Why Italy and other countries are taking notice
Following the positive results in Switzerland, Sun-Ways has signed a collaboration contract with an Italian business partner already in contact with Rete Ferroviaria Italiana, the company that manages the country’s national railway infrastructure, with plans for an Italian pilot project expected to be announced in the coming months. Italy is far from alone in showing interest, Sun-Ways has also received government approval for a similar installation in South Korea, while discussions are reportedly underway with companies and rail authorities in France, the Netherlands, China, India and Singapore.

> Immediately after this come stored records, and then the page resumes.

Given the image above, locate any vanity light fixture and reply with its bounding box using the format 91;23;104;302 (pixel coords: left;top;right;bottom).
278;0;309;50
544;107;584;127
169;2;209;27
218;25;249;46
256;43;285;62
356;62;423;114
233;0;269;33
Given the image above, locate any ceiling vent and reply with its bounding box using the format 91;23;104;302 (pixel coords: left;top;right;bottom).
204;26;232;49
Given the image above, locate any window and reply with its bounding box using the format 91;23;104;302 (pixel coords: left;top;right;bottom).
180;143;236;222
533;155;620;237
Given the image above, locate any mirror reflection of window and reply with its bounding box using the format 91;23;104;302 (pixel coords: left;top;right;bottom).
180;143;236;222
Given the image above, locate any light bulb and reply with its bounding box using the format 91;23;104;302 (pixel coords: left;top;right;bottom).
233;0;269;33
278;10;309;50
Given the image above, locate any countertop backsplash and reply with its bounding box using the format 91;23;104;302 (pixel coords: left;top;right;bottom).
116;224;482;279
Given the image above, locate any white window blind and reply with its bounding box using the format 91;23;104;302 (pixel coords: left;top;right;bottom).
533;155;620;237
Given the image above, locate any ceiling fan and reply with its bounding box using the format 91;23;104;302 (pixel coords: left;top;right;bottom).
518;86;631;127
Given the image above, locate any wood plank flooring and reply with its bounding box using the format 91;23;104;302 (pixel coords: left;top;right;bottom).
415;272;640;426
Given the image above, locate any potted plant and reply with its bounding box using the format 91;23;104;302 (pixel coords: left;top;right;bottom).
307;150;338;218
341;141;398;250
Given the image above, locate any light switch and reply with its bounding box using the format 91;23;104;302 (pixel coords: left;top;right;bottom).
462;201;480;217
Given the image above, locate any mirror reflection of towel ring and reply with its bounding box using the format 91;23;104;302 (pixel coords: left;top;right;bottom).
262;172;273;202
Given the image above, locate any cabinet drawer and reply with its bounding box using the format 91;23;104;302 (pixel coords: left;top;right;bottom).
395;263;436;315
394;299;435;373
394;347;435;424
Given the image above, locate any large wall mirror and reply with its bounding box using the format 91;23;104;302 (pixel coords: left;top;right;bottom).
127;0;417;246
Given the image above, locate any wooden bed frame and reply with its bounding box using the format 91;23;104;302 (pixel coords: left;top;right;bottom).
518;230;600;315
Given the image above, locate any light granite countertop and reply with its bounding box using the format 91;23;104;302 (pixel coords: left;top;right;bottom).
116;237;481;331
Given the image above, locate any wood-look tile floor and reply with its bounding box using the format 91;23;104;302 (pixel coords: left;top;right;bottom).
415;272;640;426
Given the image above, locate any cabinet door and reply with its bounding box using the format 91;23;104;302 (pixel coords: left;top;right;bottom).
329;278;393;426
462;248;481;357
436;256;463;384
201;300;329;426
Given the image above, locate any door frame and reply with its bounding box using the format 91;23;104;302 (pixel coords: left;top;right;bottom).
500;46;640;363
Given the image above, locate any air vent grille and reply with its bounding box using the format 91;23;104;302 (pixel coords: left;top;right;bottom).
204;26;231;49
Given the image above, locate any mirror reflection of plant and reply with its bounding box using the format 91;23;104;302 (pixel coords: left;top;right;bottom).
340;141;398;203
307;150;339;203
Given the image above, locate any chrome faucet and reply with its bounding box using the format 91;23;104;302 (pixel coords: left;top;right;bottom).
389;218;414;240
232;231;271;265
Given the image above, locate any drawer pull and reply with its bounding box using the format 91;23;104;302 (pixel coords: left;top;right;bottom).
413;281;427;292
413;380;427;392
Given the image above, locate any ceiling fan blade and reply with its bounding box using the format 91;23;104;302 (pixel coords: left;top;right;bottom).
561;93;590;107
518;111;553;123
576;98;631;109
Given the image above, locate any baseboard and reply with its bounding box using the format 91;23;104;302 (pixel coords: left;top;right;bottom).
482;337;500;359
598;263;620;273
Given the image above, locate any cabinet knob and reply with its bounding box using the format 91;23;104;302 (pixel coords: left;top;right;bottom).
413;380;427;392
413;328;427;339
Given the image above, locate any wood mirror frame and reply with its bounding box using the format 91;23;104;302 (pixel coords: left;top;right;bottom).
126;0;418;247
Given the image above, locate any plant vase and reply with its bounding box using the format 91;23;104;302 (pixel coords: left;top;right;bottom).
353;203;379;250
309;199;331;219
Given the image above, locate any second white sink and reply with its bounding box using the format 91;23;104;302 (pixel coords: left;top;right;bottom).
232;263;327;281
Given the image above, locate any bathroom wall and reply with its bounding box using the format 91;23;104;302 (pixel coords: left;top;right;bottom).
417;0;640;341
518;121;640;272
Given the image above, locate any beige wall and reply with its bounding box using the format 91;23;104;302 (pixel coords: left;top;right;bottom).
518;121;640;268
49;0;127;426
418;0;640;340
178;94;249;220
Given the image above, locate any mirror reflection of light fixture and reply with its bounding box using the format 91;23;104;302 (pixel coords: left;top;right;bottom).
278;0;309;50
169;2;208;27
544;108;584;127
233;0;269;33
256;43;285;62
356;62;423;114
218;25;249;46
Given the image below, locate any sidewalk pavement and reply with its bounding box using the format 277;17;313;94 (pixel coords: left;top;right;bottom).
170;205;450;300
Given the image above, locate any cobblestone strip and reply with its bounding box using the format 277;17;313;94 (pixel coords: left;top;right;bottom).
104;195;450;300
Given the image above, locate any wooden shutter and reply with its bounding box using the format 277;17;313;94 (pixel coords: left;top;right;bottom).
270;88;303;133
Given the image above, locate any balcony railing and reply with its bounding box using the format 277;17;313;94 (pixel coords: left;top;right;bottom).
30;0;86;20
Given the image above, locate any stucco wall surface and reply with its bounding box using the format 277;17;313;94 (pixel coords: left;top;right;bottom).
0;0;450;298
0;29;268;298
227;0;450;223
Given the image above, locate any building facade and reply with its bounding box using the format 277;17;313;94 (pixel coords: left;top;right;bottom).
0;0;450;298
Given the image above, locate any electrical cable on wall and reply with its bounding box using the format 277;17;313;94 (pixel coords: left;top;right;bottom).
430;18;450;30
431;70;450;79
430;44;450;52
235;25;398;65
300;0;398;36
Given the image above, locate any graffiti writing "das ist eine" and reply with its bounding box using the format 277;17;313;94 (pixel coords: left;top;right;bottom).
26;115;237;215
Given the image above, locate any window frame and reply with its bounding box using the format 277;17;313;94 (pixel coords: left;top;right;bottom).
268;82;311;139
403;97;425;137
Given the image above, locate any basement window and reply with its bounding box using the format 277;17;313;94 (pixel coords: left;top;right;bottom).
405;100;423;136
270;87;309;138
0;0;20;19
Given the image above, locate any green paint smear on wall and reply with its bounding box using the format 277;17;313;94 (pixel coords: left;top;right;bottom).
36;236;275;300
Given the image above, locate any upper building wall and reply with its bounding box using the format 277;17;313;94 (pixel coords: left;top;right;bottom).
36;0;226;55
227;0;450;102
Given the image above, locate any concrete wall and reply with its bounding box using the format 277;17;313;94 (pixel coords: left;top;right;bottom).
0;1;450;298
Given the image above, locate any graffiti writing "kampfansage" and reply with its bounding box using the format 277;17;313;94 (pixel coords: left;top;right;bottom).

France’s national rail operator SNCF, which describes itself as the country’s biggest electricity consumer and second biggest landowner, has already signed its own cooperation agreement with the Swiss company as it works toward a target of meeting one fifth of its energy consumption through solar power by 2030.
What still needs to be proven before wider rollout
Despite the encouraging early data, Sun-Ways and outside observers agree that plenty of testing remains before solar railways can be considered a proven, scalable technology rather than a promising experiment. Regulatory approval itself has proven slow, with Sun-Ways founder Joseph Scuderi noting that securing clearance in Switzerland alone took roughly three years, and he has called for regulators to create a dedicated sandbox that would let similarly innovative infrastructure projects be tested more quickly while formal rules catch up. Countries like Japan and Indonesia have said they are watching the Swiss trial closely but want more long term data on maintenance costs and safety before committing to projects of their own, a cautious approach that suggests the real test for solar railways will be less about whether the technology works, and more about whether it can be scaled up affordably across the vastly larger and more heavily used rail networks found elsewhere in the world.